Ways to correct common writing mistakes
By Mindy Ward, AAEA Vice President, Missouri Ruralist
In my small town, high school students feared Mrs. Early. She taught 10th grade English. Every student had to pass her class to graduate, which meant learning how to diagram a sentence.
Mrs. Early started with simple subject-verb-object construction. When she added indirect objects, direct objects, conjunctions, and prepositional phrases, well, my lines ran off the page. If you don’t know how a diagramed sentence looks, a simple Google search offers a snapshot.
While I despised her process, Mrs. Early taught me how to construct sentences. Do I get every word order right every time? No. Honestly, the most important lesson she taught me was to love words and how they flow together on a page.

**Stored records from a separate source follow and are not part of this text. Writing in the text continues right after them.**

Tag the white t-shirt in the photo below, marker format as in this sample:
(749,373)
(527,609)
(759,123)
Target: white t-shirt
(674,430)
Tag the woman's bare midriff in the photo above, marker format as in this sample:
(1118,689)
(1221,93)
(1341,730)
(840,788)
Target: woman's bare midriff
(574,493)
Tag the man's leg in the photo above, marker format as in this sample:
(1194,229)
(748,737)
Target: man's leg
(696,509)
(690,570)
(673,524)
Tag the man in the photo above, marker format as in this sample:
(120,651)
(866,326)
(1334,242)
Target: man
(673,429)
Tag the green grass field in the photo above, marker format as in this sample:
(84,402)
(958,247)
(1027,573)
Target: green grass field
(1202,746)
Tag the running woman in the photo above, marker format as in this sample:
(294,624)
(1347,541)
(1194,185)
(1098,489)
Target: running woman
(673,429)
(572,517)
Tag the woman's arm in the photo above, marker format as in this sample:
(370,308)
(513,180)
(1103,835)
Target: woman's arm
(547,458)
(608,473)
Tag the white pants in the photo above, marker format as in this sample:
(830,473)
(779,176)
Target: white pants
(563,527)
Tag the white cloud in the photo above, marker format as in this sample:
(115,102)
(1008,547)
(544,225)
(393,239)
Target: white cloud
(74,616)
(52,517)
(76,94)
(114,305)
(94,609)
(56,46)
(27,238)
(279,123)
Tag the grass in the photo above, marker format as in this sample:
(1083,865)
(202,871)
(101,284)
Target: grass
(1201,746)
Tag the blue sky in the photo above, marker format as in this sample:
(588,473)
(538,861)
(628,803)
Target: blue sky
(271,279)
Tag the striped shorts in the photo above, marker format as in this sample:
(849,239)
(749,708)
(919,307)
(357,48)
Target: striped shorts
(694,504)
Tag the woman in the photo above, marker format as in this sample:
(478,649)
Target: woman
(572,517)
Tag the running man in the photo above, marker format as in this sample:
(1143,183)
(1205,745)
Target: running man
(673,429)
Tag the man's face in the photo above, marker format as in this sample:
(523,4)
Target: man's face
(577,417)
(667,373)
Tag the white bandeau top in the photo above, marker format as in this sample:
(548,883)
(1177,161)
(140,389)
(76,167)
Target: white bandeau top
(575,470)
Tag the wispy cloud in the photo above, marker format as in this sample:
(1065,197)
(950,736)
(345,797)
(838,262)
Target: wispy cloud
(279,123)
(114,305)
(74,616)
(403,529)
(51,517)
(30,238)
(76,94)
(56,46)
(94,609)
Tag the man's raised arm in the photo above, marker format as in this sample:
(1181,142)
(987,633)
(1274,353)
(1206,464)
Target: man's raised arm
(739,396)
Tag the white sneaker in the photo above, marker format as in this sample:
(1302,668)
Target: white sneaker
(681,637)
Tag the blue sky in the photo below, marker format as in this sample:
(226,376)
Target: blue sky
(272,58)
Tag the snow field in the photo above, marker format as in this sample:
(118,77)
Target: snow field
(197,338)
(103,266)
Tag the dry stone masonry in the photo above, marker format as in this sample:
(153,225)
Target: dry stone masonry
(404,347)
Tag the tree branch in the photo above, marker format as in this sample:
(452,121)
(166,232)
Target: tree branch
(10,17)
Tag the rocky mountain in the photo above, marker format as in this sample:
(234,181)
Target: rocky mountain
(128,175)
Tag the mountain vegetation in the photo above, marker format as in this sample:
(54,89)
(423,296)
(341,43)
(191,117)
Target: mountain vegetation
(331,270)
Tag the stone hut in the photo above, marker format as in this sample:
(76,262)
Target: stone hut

I still make sentence structure mistakes. However, learning from those mistakes and creating new habits helps me grow as a writer. So, here are three mistakes I made as a young writer and a few ways to correct them.
Stop being passive. I don’t mean this as a personal character quality, rather a writing style. Journalism 101 points out two voices—passive and active. The passive voice stresses the action performed on by the subject. Example: The tractor was driven by Ronda. An active voice is when the subject performs the verb. Example: Ronda drove the tractor. The active voice brings readers into the story. Our readers are busy. A passive voice often slows down the story delivery. Active voice offers tight, direct, and strong copy. Choose active.
Remedy: Search your story for helping or auxiliary verbs. “Readability Statistics” in Word also provides the passive sentences percentage after spell-checking a document. This article 1.9% passive sentences.
Find a period. Run-on sentences are a problem. So are sentences with too many commas. If I must come up for air more than twice while reading a sentence, it needs a period. If there are so many subjects in a sentence that I cannot tell which is the main one, it needs a period. A comma or semicolon can fix a run-on sentence, but so can a period.
Remedy: Read your story aloud. If you find yourself gasping for air, put in a period. Most computers have a “read aloud” function and while the computer-generated voice does not run out of breath, it can drone on. Stop it mid-sentence and add a period. This punctuation mark is your friend.
Use strong quotes. Every word out of a source’s mouth is not quote material. Too often writers fill articles with quote upon quote. Honestly, anyone can pick up an entire quote from a transcription and place it in the copy; it takes a writer to find the right one to draw in a reader or drive home a point. Quotes need to be robust.
Remedy: Strike a balance between paraphrasing and quoting a source. If you paraphrase the general information, the quotes make a larger impact on the reader.
Mrs. Early taught me there are technicalities to the written word. Still, there is a need for creativity. The key is merging the two to create great stories.